Existence of bounded solution to Parabolic PDE Suppose that I have a parabolic PDE, (to fix notation) let's say it's of the form:
$$
\frac{\partial u}{\partial t}(x,t) + \mu(x,t) \frac{\partial u}{\partial x}(x,t) + \tfrac{1}{2} \sigma^2(x,t) \frac{\partial^2 u}{\partial x^2}(x,t) -V(x,t) u(x,t) + f(x,t) = 0.
$$
Let $\Omega$ be a fixed compact cube in $\mathbb{R}^{d+1}$, are there conditions guaranteeing that the PDE has a solution whose $f$ mapping $\Omega$ into $[0,1]$ (or if it's easier into $(0,1)$)?  
I'm familiar with boundary conditions but this is a bit different...

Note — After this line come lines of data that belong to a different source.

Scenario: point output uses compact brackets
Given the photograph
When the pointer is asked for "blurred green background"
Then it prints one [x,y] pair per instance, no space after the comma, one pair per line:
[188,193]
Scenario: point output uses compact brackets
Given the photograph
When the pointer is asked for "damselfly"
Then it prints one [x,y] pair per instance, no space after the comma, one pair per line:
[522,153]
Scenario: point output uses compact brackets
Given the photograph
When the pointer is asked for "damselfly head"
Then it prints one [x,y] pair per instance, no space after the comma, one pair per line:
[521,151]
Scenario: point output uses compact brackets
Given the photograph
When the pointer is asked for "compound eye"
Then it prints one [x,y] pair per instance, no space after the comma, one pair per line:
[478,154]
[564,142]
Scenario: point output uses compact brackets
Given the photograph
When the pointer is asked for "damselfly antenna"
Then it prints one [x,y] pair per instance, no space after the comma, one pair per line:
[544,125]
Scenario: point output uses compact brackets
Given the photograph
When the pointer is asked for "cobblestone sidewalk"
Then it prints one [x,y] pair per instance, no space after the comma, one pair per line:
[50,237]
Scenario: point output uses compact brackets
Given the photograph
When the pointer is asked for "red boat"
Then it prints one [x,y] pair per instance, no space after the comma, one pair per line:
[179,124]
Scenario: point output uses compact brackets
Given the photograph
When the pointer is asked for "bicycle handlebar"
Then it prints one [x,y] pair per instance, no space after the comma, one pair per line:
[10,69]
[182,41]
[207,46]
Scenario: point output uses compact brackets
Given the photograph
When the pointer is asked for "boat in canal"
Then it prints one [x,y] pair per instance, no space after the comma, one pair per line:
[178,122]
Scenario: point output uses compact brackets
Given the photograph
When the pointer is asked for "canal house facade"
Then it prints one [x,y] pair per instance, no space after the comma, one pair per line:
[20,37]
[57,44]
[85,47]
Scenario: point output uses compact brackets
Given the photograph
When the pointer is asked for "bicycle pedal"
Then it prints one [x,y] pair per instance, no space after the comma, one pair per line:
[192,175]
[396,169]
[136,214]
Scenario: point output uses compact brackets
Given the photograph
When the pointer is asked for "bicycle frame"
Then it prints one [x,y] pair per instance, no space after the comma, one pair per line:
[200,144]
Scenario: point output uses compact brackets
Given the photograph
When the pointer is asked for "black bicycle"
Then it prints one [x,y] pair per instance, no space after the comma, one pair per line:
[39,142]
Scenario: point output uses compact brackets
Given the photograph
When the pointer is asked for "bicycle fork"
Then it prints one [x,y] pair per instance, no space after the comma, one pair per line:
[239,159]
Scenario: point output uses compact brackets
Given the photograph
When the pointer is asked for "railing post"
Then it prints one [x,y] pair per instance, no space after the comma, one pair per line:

 A: Added: This is a backwards heat equation. It's easy to convert this into a forward equation by replacing $t$ with $T-t$ where $T$ is the terminal time. That moves the $\frac{\partial u}{\partial t}$ term to the right hand side but otherwise does not change things. 
For demonstration purposes, take the case $d = 1$ (one spatial dimension). Then $\Omega = [a,b] \times [0,T]$ and 
one may prescribe terminal data for $u$ at $x \in [a,b], t = T$ and additional boundary conditions at $x \in \{a,b\}, 0 \le t \le T$. 
Clearly the terminal data must be such that $u(x,T) \in [0,1]$. Then a general comparison principle that works also in higher space dimensions and for a broad class of boundary conditions says: If $f \ge 0$ everywhere, then also $u \ge 0$ everywhere (and in fact $u > 0$ for $t > 0$). 
To obtain conditions such that $u \le 1$, you could consider $v = 1-u$ which satisfied the same equation as $u$, but with $f$ replaced by $V - f$. Then $u \le 1$ everywhere iff $v \ge 0$ everywhere, and this is true if $V-f \ge 0$ everywhere. So if $0 \le f \le V$ and $0 \le u(x,T) \le 1$, then $0 \le u \le 1$ everywhere.